L’auteur russe fit scandale par le contenu de ce texte. Lui, l’opposant communiste, déclara : « Non, je ne peux pas recommander votre société comme idéal pour la transformation de la nôtre ». Provocation de la part d’un exilé ? Sûrement pas mais comme un père à son enfant, il nous livre une critique argumentée et charitable de notre civilisation occidentale. D’après lui, elle est devenue hédoniste, orgueilleuse et conservatrice de son bonheur, défauts engendrant son déclin. La cause, pour ce sage oriental, est le déclin du courage. Il n’est pas question du courage assimilé à la violence, ni de celui que l’on peut avoir à titre individuel, mais du courage en tant que dérivé de la vertu cardinale de force, celui politique qui maintient la société dans l’axe de sa vraie fin, le bien commun. Cette faiblesse provient de l’amollissement global de la société dont le seul vrai but est devenu la maximisation du bonheur matériel et terrestre. Pour arriver à cette fin, notre civilisation a construit un arsenal juridique régissant toute la vie des citoyens. C’est cette justice dévoyée qui nous rend faible. En effet, le droit seul est « trop froid, trop formel pour exercer sur la société une influence bénéfique. […] Lorsque toute la vie est pénétrée de rapports juridiques, il se crée une atmosphère de médiocrité morale qui asphyxie le meilleur élan de l’homme » Etonnant constat de la part d’un homme qui a été persécuté dans un pays dont la moindre justice était absente. Pourtant, il vise juste, la justice moderne est anthropocentrée. Elle oublie ce qui lui est supérieur : le plan spirituel qui, seul, peut produire des grands hommes.
En effet, nos sociétés civilisées ont limité la liberté de ces membres à celle octroyée par la justice qui régit le bien et le mal en dehors de tout aspect supérieur, en dehors du bien commun. Les épisodes malheureux du droit à l’avortement, du mariage homosexuel sont des exemples des déviances de cette justice non maintenue dans son bon axe par la vertu de la force. Même s’il y a eu oppositions et combats, ils furent strictement encadrés par la légalité. Triste démonstration de la phrase de l’auteur russe : « à partir d’un certain niveau de problème, la pensée juridique pétrifie : elle empêche de voir les dimensions et le sens des événements. » Prophétique ! Sûrement, nous sommes devenus des conservateurs incapables de dépasser les limites du cadre. On pourrait faire nôtre cette autre phrase de Soljenitsyne utilisée dans un autre contexte : « la pensée occidentale est devenue conservatrice ; pourvu seulement que le monde demeure tel qu’il est, pourvu seulement que rien ne change ! ». Mais qu’avons-nous oublié ? Nous avons perdu notre courage politique mais aussi le sens du Plus-Haut, celui qui « fixait autrefois une limite à nos passions et à notre irresponsabilité. ».

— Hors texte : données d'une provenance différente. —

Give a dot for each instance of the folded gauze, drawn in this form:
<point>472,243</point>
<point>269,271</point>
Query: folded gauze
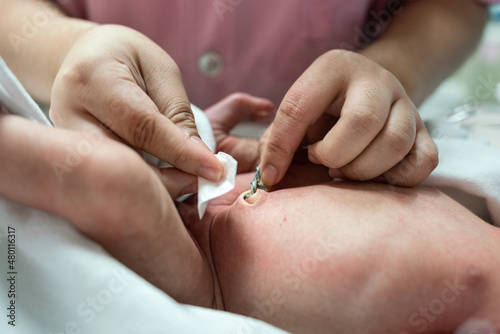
<point>208,190</point>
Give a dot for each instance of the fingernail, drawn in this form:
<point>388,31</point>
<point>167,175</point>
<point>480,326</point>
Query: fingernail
<point>312,158</point>
<point>210,173</point>
<point>192,188</point>
<point>269,175</point>
<point>198,141</point>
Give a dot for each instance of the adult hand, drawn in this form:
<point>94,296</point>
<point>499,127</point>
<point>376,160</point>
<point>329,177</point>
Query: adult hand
<point>377,129</point>
<point>226,114</point>
<point>117,82</point>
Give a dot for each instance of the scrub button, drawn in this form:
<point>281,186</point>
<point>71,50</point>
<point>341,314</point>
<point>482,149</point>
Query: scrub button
<point>211,64</point>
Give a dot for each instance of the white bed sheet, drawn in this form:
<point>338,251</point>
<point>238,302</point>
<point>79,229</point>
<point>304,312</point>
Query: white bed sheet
<point>61,282</point>
<point>65,283</point>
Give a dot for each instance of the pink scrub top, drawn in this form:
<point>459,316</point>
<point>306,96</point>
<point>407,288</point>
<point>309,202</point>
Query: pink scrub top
<point>255,46</point>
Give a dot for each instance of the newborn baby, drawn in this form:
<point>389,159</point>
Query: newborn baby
<point>349,257</point>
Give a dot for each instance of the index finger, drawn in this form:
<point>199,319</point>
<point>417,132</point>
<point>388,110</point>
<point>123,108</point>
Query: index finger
<point>304,103</point>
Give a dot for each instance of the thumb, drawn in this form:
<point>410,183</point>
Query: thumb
<point>172,127</point>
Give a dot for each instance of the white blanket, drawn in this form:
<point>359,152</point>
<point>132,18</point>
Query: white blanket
<point>61,282</point>
<point>58,281</point>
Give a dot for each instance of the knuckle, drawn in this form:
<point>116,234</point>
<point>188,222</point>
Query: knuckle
<point>239,98</point>
<point>363,119</point>
<point>355,171</point>
<point>276,150</point>
<point>293,108</point>
<point>399,141</point>
<point>179,157</point>
<point>142,130</point>
<point>179,112</point>
<point>431,155</point>
<point>76,74</point>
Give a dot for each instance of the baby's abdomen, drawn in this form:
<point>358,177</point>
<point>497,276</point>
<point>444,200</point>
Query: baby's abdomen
<point>348,257</point>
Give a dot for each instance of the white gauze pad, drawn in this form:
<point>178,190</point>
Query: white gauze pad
<point>208,190</point>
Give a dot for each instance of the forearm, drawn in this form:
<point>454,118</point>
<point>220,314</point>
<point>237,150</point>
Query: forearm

C’est cette force que Soljenitsyne nous demande de retrouver, celle des décisions qui nous arrachent à notre vie heureuse, celle qui nous fait mal. Devant ce constat partagé par certains, d’un Etat démolissant les forces vitales de notre société, certains diront qu’il faut agir. Ou encore, ils souhaitent une guerre civile. On leur opposera que, pour arriver à cette situation, il aurait fallu que l’homme occidental ait gardé son instinct primaire de clan, de groupe. Or, il n’est plus cela. Il est devenu un être individuel pétri de conventions légales et angoissé de perdre son confort. Qui veut finir en prison ? Qui veut détruire le bonheur terrestre de ses enfants ? Ainsi le combat, fruit de la vertu de force ne peut être que spirituel. A ce titre, nous pourrons utilement suivre le philosophe belge, Marcel de Corte, qui notait dans son livre sur la vertu de la force2 : « la mutation de l’homme ne consiste pas dans la transformation du monde et de soi-même par la puissance des moyens matériels, mais de la surélévation de la faiblesse au niveau de la force par d’humbles moyens journaliers, en prenant sur soi et allant du fini le plus simple à l’Infini. Telle est l’école de la magnanimité : ne jamais renoncer à la finalité terrestre et céleste de l’homme ». Alexandre Soljenitsyne en sage et grand penseur avait compris tout cela. À l’homme occidental de déciller ses yeux, de retrouver le sens de sa vie et d’agir au mieux de sa conscience pour inverser ce déclin du courage si bien expliqué dans ce petit opuscule.